Ahora bien, esta sensación de falta de garantías efectivas para la participación pareciese al menos en parte cuestionar la hipótesis de un recentramiento en la vida privada –un expandido desinterés en lo público– como consecuencia no esperada de la modernización reciente. La alta sensación de desprotección también puede ser interpretada como frustración ante aquellas instancias y mecanismos que debiesen garantizar la participación (y no sólo como un abierto o generalizado desinterés). Pues, ¿por qué se habría de percibir como desprotegido aquello que no nos interesa que sea protegido o garantizado legalmente? Sostener que una esfera social se encuentra desprotegida no constituye una afirmación moral neutra; más bien parece indicar una (si bien desarticulada o difusa) expectativa de protección.
Ello insinúa una interesante diferencia con los derechos sociales. En el caso de estos, se conjuga, pues, la percepción ciudadana de desprotección con la efectiva identificación de un derecho que ha sido injustamente pasado a llevar. Las principales experiencias de vulneración son asociadas de hecho (además de la imposibilidad de vivir en un ambiente libre de contaminación) al conjunto de garantías sociales antes mencionadas. Su privación o denegación se vive entonces como la vulneración de un legítimo derecho y parece dar pie a una más articulada exigencia de justicia: la interpelación al rol garante del Estado en materia social.
¿Cómo entender esta diferencia? Es posible sugerir que a la interpretación o traducción de una situación de privación material o desprotección legal en términos de “vulneración de un derecho” subyace una significativa experiencia: la posibilidad de inscribir una particular desventaja o exclusión en un horizonte normativo (un lenguaje moral), a partir del cual aquello que es negado es vivido como injusticia (y no, por ejemplo, como resultado del mero azar o del fracaso individual). El ciclo de movilizaciones sociales recientes en Chile pareciese haber contribuido a (re)constituir aquella infraestructura moral esencial para una sociedad democrática: quienes no disponen de condiciones dignas de existencia no pueden ser entregados a su propia suerte y, más relevante aún, aquello que en esos casos se exige no se funda en la asistencia social o la caridad individual, sino en un legítimo derecho.

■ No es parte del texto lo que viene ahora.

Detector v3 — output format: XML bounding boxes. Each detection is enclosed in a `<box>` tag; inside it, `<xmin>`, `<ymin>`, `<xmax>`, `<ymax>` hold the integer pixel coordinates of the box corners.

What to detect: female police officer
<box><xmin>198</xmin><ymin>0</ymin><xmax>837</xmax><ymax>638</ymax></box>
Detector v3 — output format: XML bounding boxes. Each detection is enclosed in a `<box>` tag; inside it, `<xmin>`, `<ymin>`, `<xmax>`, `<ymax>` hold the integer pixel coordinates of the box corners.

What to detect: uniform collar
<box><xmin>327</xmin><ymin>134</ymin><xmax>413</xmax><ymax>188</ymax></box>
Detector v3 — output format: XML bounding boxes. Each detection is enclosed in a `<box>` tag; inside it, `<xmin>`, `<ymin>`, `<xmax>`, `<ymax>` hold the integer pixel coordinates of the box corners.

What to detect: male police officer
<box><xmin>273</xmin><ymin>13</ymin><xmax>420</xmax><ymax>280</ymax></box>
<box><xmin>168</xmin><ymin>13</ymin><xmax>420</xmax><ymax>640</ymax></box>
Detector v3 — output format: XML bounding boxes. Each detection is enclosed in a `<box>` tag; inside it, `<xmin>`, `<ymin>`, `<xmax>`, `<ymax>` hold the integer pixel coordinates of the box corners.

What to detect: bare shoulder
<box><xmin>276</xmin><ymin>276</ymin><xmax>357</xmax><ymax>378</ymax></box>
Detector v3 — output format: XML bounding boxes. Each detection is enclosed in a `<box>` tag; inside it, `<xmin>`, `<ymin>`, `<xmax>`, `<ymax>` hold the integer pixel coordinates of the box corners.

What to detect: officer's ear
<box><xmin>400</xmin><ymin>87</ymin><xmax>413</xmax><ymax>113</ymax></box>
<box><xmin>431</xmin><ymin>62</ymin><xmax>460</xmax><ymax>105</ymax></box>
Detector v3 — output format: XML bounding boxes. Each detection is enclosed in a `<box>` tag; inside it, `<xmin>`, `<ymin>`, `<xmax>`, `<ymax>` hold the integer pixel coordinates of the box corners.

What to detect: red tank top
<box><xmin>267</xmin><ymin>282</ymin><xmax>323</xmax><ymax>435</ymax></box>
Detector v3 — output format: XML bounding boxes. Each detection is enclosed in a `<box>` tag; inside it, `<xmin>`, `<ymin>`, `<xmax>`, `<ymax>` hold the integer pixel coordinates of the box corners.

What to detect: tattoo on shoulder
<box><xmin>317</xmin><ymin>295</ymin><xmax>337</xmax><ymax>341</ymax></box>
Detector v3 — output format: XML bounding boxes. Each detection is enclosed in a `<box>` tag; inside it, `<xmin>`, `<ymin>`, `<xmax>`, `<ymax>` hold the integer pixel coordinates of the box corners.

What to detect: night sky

Por el contrario, la desafección ante las instancias de participación pareciese aún carecer de un lenguaje moral que permita comprender y traducir aquella sensación de desprotección en efectiva exigencia de justicia. Atribuir a la abstención electoral en sí misma un sentido crítico pasa por alto justamente esta dificultad; así como pretender subsumirla en el debate acerca del carácter legal del voto olvida que el derecho vive de fuentes éticas que difícilmente puede por sí mismo crear. Esto último se torna evidente justamente a la luz de la emergente presencia del vocabulario moral de los derechos sociales: lejos de ser el resultado de la construcción de un “relato político” (como se acostumbra a proponer frente a la falta de identificación ciudadana) expresa, pues, la fuerza y resonancia normativa alcanzada por las luchas sociales recientes en el espacio de lo público.